As a hitting coach, I have been busy the past few weeks working with baseball and softball players who are preparing for a new season. In the days leading up to the season, I like to gradually transition my teaching approach from making technical adjustments to the swings of my hitters, to a more holistic approach. Instead of focusing on the individual components of their swings, I work with them to achieve a smooth, but still powerful, rhythm.
Baseball and softball swings are comprised of a sequence of several athletic movements. This sequence should flow naturally without any intervention on the part of hitters. All the components of the swing I teach connect kinetically from the first move of the body through the strong finish.
I am always amazed at what athletes can do when they get into a good rhythm. When basketball players get on a hot shooting streak, they typically describe it as finding their rhythm. When quarterbacks in football throw long pass completions, they often credit their rhythm after taking the snap for the success of the pass play. All great athletes perform with rhythm, which makes their success look effortless.
How To Get The Rhythm
I have found several ways to help hitters find their “swing rhythm”. One of my favorite techniques comes from Tim Gallwey and his “Inner Game” theory. In my book, Hitting With Torque: For Baseball and Softball Hitters, I describe how humming during practice swings will help identify when and how hitters are trying too hard or are being too technical. When hitters hum throughout the swing, any movement that interrupts the smooth constancy of the hum indicates the hitter is breaking the rhythm of the swing.
The other technique I often use with my hitters is to ask them to swing like they are listening to a favorite song that has a constant rhythm. I get frustrated when I observe hitters take practice swings in the on-deck circle that look awkward and disjointed. These hitters are making the mistake of trying to focus on individual components of the swing. Unfortunately, the time to work on hitting mechanics is not moments before facing a pitcher in a game.
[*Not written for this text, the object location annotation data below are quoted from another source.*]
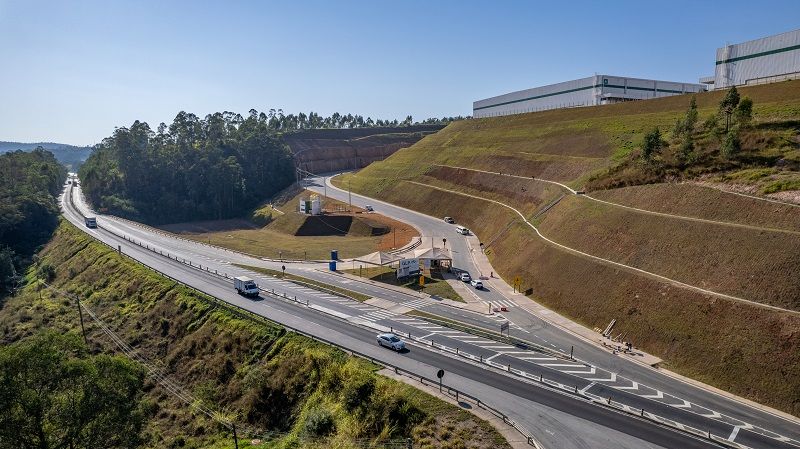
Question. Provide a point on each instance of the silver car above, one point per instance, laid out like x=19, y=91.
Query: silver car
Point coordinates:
x=391, y=341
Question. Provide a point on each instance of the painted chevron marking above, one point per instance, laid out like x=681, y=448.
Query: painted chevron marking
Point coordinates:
x=634, y=386
x=685, y=404
x=658, y=395
x=612, y=378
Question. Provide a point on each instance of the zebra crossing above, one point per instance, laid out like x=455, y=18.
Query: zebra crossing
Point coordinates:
x=499, y=303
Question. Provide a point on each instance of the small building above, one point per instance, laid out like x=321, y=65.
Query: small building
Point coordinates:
x=760, y=61
x=591, y=91
x=311, y=205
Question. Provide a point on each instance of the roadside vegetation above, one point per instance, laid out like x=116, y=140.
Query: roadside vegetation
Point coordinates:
x=435, y=284
x=282, y=389
x=29, y=185
x=277, y=230
x=703, y=144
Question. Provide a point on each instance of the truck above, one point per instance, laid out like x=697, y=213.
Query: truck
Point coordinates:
x=245, y=286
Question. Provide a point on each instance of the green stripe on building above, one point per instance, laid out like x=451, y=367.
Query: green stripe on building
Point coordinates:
x=758, y=55
x=649, y=89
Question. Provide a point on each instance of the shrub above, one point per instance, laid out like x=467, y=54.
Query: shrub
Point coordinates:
x=319, y=422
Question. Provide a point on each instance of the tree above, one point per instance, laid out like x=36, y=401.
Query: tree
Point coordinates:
x=652, y=144
x=53, y=394
x=732, y=143
x=728, y=105
x=744, y=111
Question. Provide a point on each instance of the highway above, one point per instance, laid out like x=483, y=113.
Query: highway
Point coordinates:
x=564, y=420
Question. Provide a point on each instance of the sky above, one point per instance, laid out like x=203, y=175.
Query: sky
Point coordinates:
x=72, y=71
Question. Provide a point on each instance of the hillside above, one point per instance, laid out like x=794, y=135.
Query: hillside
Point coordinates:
x=71, y=156
x=330, y=150
x=697, y=262
x=282, y=388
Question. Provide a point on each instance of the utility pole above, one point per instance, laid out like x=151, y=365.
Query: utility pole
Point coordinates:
x=80, y=314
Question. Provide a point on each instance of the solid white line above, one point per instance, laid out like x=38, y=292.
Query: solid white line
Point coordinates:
x=611, y=262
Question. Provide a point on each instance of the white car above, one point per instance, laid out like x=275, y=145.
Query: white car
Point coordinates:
x=391, y=341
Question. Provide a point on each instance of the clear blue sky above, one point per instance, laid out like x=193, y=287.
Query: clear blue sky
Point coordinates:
x=72, y=71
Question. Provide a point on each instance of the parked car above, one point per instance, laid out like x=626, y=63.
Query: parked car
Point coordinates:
x=245, y=286
x=391, y=341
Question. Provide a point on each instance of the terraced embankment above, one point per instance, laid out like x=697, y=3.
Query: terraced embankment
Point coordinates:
x=740, y=346
x=297, y=392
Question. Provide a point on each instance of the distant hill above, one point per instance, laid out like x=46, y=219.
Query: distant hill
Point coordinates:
x=70, y=155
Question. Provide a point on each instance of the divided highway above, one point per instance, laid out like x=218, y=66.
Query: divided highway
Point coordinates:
x=353, y=325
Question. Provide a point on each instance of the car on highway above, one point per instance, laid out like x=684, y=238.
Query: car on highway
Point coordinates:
x=391, y=341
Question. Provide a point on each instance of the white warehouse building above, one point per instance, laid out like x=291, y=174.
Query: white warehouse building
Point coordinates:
x=760, y=61
x=591, y=91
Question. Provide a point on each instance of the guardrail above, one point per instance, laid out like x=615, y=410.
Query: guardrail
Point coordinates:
x=531, y=377
x=247, y=314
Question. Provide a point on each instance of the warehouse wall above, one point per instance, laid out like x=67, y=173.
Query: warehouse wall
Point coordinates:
x=759, y=61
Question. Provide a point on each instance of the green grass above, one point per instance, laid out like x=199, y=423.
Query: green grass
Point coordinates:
x=435, y=286
x=248, y=367
x=309, y=282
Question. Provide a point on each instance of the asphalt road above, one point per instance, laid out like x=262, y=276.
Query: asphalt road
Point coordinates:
x=359, y=318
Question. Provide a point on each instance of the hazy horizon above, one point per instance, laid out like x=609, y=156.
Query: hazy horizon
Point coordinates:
x=74, y=72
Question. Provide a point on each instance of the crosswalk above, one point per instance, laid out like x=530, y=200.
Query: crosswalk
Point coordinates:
x=500, y=303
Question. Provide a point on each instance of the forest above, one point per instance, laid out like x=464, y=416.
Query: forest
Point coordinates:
x=31, y=181
x=217, y=167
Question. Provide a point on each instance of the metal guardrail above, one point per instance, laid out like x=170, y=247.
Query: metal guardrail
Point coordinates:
x=540, y=379
x=247, y=314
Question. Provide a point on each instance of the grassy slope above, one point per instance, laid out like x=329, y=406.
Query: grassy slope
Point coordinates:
x=270, y=379
x=277, y=238
x=713, y=340
x=693, y=200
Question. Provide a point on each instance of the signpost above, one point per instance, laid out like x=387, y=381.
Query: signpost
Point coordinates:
x=407, y=267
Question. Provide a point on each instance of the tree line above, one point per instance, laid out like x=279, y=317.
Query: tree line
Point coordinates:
x=212, y=168
x=31, y=181
x=279, y=121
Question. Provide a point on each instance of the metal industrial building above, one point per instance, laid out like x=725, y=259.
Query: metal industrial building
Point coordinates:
x=760, y=61
x=591, y=91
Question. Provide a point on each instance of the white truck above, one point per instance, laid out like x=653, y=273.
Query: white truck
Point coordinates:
x=245, y=286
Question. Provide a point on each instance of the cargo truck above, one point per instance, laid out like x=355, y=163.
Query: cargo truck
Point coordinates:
x=245, y=286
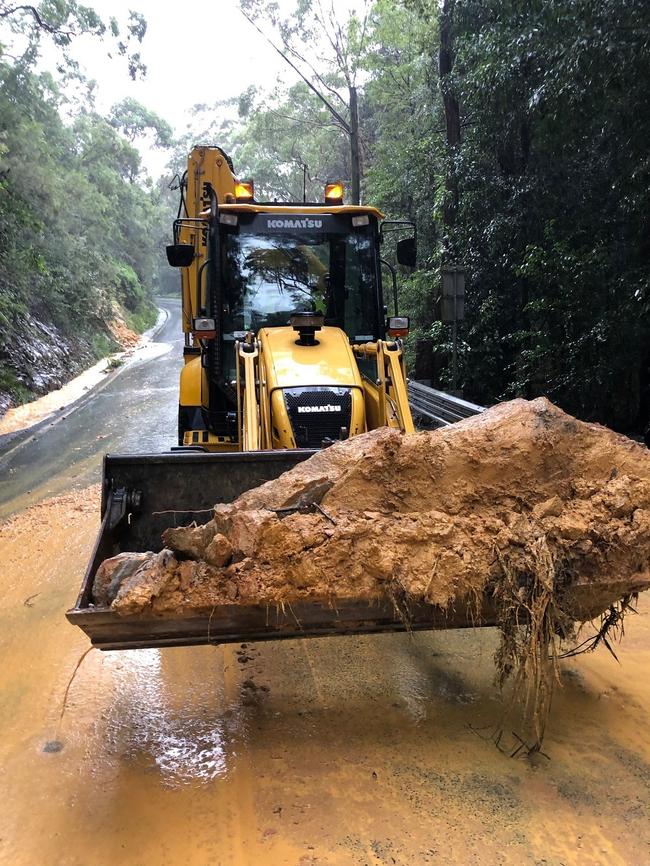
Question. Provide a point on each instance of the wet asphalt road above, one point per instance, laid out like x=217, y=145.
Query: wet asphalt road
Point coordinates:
x=135, y=411
x=344, y=751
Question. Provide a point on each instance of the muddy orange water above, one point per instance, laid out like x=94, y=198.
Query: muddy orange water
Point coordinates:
x=331, y=751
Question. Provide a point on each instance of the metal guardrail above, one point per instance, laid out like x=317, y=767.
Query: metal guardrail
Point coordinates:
x=436, y=406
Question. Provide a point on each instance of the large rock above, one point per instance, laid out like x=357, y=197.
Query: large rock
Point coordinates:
x=437, y=516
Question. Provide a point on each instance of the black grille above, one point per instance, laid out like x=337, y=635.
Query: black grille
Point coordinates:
x=331, y=409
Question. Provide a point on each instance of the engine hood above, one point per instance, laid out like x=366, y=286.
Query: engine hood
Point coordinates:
x=288, y=365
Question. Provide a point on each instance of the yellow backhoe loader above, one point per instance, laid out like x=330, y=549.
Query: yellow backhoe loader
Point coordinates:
x=288, y=347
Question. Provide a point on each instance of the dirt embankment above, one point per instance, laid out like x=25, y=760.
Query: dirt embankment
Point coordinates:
x=43, y=359
x=523, y=497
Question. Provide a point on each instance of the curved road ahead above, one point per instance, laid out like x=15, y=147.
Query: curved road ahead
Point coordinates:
x=134, y=411
x=341, y=751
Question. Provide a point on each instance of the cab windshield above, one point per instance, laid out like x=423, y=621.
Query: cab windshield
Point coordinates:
x=274, y=265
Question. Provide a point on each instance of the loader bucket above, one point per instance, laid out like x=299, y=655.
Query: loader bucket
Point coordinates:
x=144, y=494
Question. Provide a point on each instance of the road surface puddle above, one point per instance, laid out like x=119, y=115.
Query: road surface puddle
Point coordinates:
x=337, y=751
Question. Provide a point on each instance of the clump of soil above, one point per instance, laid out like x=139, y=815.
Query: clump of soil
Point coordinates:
x=441, y=515
x=547, y=516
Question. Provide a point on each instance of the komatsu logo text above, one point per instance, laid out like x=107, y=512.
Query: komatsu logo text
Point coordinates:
x=302, y=223
x=329, y=407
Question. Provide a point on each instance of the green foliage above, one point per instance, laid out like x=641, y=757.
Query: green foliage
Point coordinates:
x=78, y=232
x=553, y=217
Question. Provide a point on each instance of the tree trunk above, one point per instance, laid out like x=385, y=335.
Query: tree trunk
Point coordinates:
x=451, y=107
x=355, y=159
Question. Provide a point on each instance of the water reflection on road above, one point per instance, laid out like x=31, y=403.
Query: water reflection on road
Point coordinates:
x=136, y=411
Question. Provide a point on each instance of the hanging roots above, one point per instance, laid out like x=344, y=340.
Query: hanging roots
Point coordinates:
x=534, y=627
x=531, y=621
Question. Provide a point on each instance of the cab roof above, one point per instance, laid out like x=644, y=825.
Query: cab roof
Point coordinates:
x=301, y=208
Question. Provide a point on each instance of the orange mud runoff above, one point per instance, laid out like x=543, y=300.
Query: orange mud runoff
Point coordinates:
x=333, y=751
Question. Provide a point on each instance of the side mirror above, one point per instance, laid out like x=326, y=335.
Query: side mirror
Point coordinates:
x=398, y=326
x=180, y=255
x=407, y=252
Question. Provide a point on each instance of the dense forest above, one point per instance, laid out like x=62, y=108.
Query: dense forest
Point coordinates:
x=514, y=133
x=78, y=225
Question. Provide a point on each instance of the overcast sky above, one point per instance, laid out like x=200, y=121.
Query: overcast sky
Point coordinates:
x=193, y=53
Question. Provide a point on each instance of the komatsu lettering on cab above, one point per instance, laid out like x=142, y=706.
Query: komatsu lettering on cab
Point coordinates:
x=288, y=348
x=288, y=342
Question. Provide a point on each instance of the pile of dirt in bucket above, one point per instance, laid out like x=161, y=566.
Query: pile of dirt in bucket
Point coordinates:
x=439, y=516
x=545, y=515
I encourage hitters to make each practice swing as smooth and rhythmic as possible, without any concern for the position of the hands, arms, body, or the bat. This will ensure hitters are as loose as possible, and it will also help calm the mind before entering the batter’s box.
When hitters are “in season”, I believe it is more important to work on smoothing out the swing than continuing to focus on the various mechanics of the swing. By practicing a rhythmic swing, hitters are also less likely to lose their hitting form during a live at-bat, especially in pressure situations.
Great dancers don’t focus on every step during a performance. They listen to the music, find their rhythm, and let their bodies do the rest automatically. Great distance runners or swimmers don’t think about every step or stroke—they find a winning rhythm and trust their bodies to perform as trained.
Great baseball and softball hitters find a rhythm that allows their bodies to hit with both power and grace. That’s a great combination on and off the field.